The legal framework of Upper Volta was changed by a statute issued on 23 June 1956, which granted internal self-governance to French territories and expanded their Territorial Assemblies. These changes led to an increase in political activity and a press for the dissolution of the Federation of French West Africa. With the passage of the 1958 Constitution, nationality provisions were standardized for France, Overseas Departments, and Overseas Territories. Article 86 excluded the possibility for independence of the colonies. In January 1959, a constituent assembly was called to discuss building a new African federation including Dahomey, Mali, Senegal, Sudan and Upper Volta. During the talks, Upper Volta faced a decision of choosing a relationship between the federation and its relationship with the Ivory Coast. Because Upper Volta was over-populated and land locked, many Voltaics migrated or were recruited to work in the more affluent Ivory Coast, creating a dependent relationship for Upper Volta.

Strong support for Africanization, led Upper Volta to agree to join the federation in 1959 as a show of African unity, but within a month, the territory adopted a separate constitution, under pressure from the Ivory Coast and France. In 1960, President Charles de Gaulle endorsed the independence of the Mali Federation, which included Senegal and Sudan, without the imposition of economic sanctions. This led to a quest for independence in the Ivory Coast and Madagascar. The British Protected states of Nigeria and Togo were due to gain independence that year as well. Having signed a bilateral agreement for managing the Abidjan harbor and entered into the Conseil de l'Entente with the Ivory Coast, Dahomey, and Niger, Upper Volta became independent in August 1960.

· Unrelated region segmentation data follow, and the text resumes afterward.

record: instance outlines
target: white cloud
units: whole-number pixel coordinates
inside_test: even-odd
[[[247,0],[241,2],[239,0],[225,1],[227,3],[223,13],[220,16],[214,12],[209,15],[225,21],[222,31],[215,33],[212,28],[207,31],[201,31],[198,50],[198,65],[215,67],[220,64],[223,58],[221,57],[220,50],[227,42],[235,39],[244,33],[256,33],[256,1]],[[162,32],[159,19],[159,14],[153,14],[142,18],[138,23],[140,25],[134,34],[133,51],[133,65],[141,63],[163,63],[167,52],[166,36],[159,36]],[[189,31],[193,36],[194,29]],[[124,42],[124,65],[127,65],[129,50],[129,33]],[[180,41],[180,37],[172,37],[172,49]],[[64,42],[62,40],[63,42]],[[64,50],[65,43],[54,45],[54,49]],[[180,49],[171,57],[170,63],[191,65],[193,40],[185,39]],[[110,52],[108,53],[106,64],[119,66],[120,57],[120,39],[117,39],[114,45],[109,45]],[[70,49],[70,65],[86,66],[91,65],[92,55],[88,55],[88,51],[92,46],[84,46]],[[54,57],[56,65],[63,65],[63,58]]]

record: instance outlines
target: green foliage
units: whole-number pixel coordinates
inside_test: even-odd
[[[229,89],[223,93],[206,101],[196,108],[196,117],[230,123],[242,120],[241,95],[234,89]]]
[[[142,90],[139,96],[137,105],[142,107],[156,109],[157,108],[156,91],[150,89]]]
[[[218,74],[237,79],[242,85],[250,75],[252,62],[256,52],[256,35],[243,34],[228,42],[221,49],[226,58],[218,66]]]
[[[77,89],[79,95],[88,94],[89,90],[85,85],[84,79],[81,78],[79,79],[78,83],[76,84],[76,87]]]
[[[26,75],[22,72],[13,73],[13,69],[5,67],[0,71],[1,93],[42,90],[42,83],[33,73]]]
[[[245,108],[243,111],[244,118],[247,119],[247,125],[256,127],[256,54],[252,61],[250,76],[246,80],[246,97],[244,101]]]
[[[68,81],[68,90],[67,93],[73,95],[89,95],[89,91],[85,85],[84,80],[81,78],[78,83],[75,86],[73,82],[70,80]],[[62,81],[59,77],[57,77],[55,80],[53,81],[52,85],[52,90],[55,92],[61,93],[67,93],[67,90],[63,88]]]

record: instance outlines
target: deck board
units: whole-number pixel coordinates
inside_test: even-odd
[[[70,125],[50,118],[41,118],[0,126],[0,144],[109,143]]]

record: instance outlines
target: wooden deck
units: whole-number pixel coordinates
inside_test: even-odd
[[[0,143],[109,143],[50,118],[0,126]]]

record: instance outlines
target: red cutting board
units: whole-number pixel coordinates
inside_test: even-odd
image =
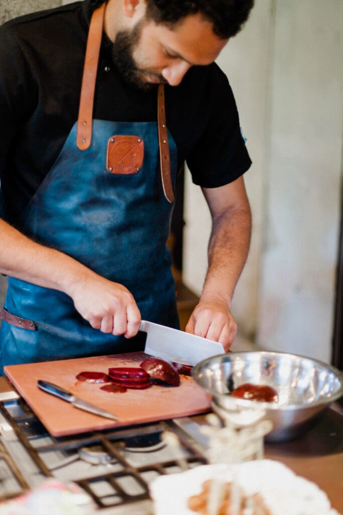
[[[153,385],[144,390],[109,393],[101,384],[77,381],[80,372],[107,372],[110,367],[139,367],[148,357],[143,352],[50,361],[5,367],[5,372],[50,434],[64,436],[203,413],[210,401],[191,377],[180,375],[178,387]],[[43,379],[72,392],[85,401],[120,417],[118,422],[87,413],[42,391]]]

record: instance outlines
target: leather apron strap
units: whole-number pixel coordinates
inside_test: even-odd
[[[105,3],[104,2],[100,7],[95,9],[89,25],[77,132],[76,142],[78,148],[80,150],[85,150],[89,148],[92,142],[94,93],[102,37],[105,7]],[[172,203],[175,200],[175,196],[170,176],[170,156],[166,124],[165,88],[163,84],[159,85],[157,90],[157,127],[162,185],[166,198]]]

===Post-independence (1960–present)===
The Constitution was replaced in 1960 and the following year the Nationality Code was promulgated. The 1961 Code followed French law, but made no distinction between legitimate or illegitimate children. It called for children to inherit nationality from by descent from their Voltaic-national parent or from birth in Upper Volta, provided no other nationality was conferred upon them. Foreign women automatically acquired Voltaic nationality from their spouse upon marriage, unless she specifically requested not to. Like under French law at the time, Voltaic women did not lose their nationality upon marriage, but their spouses were required to naturalize if they wished to become a national of Upper Volta. Naturalization required five years residency, assimilation into the culture of the country, and good health. Nationality could be lost by having dual nationality after the age of majority, or for performing service or actions of a citizen with allegiance to a foreign state.

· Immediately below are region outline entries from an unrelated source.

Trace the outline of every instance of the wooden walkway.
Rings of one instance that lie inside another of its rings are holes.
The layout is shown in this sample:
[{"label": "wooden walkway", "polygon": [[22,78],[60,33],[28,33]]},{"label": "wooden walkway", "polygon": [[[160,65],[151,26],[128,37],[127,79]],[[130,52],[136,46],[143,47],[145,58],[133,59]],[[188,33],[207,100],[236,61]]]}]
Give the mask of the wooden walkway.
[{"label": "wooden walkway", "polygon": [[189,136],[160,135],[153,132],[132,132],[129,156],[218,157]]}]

In 1966, the constitution was suspended and the National Assembly dissolved. A new constitution was promulgated by plebiscite in 1970, but four years later the parliament was again dissolved and the constitution was suspended. A 1977 referendum approved a new constitution, but it was abrogated in 1980 when a coup d'état replaced the government. That year, the Federation of Voltaic Women began working on revisions to the Family Code, but coups in 1982 and 1983 led to continuing instability. In 1984, Upper Volta was renamed Burkina Faso, but subsequent coups and unrest remained prevalent until 1989. That year when the Persons and Family Code (Code des personnes et de la famille) was adopted, gender equality was applied. In an effort to reduce statelessness, the code provided that any spouse could automatically derive nationality by marrying a Burkinabe national, unless they chose not to do so. A transitional government was formed in 1990, which adopted a new constitution in 1991.